Using Kafka provides us with maximum flexibility to introduce additional future subscribers and to replay events to reconcile any inconsistencies between Paxos data stores and the blockchain state. This eliminates the need for centralizing process logic.

We have chosen Kafka because of its ability to scale with high-throughput systems, and we plan to use its “message replay” feature.

3. RPC for service implementation

We have implemented our microservices as RPC services to have the flexibility to adapt to future strategy changes, such as introducing additional workflows orchestrated by Temporal. The central orchestrator can directly interact with the services required for a specific workflow by designing our microservices as RPC services.

For services interacting with our event stream, it is important to incorporate an adapter that can translate events into RPC calls and vice versa.
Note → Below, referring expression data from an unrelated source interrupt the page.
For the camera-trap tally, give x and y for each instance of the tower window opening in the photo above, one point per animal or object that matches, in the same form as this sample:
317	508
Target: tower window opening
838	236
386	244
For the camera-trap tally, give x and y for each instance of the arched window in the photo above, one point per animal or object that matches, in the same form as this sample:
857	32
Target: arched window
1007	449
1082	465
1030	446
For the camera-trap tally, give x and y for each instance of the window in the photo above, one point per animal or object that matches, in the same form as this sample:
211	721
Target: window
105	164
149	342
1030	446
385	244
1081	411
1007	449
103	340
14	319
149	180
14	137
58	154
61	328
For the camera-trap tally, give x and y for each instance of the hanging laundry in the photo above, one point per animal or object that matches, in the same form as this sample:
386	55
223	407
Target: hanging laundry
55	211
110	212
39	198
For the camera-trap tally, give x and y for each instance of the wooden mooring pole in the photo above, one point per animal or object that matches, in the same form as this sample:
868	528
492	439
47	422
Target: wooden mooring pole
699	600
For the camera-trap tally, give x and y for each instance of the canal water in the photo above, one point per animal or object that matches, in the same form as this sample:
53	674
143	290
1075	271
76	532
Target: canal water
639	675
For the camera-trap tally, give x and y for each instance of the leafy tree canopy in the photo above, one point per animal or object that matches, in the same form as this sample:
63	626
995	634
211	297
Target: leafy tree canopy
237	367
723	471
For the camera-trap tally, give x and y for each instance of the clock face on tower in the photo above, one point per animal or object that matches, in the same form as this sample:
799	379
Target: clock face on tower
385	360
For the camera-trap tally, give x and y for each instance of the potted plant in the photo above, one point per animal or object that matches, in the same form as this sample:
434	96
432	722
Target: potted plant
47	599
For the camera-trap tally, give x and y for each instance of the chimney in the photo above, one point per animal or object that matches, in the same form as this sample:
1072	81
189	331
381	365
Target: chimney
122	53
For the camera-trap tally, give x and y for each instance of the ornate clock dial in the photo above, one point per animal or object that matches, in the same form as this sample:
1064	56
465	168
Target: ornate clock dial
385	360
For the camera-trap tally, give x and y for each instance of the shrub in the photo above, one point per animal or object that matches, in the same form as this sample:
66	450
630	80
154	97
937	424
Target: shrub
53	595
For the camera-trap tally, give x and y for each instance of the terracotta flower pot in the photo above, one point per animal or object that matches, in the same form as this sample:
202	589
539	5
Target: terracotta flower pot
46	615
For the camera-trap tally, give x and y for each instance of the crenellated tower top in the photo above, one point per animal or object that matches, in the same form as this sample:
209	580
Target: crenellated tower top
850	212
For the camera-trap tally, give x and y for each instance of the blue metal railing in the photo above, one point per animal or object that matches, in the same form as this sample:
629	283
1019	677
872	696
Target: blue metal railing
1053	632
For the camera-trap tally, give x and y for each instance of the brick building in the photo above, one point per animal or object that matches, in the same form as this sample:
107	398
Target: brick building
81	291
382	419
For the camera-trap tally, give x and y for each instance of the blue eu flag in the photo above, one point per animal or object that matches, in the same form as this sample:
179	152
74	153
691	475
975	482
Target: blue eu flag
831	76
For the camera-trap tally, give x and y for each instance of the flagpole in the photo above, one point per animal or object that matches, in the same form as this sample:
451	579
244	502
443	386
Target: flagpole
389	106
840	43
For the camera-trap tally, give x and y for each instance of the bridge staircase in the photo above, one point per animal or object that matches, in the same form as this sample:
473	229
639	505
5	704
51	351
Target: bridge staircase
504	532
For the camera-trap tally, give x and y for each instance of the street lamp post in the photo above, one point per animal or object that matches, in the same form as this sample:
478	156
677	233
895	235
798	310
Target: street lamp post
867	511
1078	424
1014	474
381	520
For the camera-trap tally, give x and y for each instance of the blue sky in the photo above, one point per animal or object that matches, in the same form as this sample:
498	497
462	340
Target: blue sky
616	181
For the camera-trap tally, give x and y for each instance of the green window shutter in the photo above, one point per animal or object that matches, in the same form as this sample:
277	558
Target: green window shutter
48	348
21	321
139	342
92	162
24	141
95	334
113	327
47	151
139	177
This setup ensures that our architecture is future-ready and can adapt to evolving requirements.

Conclusion

The Paxos Blockchain Team has adopted a hybrid approach to inter-service communication in our microservices architecture to meet our system requirements. For well-defined internal business processes, we leverage workflow management via Temporal. This ensures effective tracking and state management while avoiding a system with unclear side-effects. Blockchain state changes employ a pipeline-style approach via Kafka for flexible, event-driven communication.

By implementing our microservices with gRPC interfaces, we ensure the adaptability to meet future strategic shifts. This architecture optimizes our system's resilience, scalability, and technology freedom, setting us up for future growth.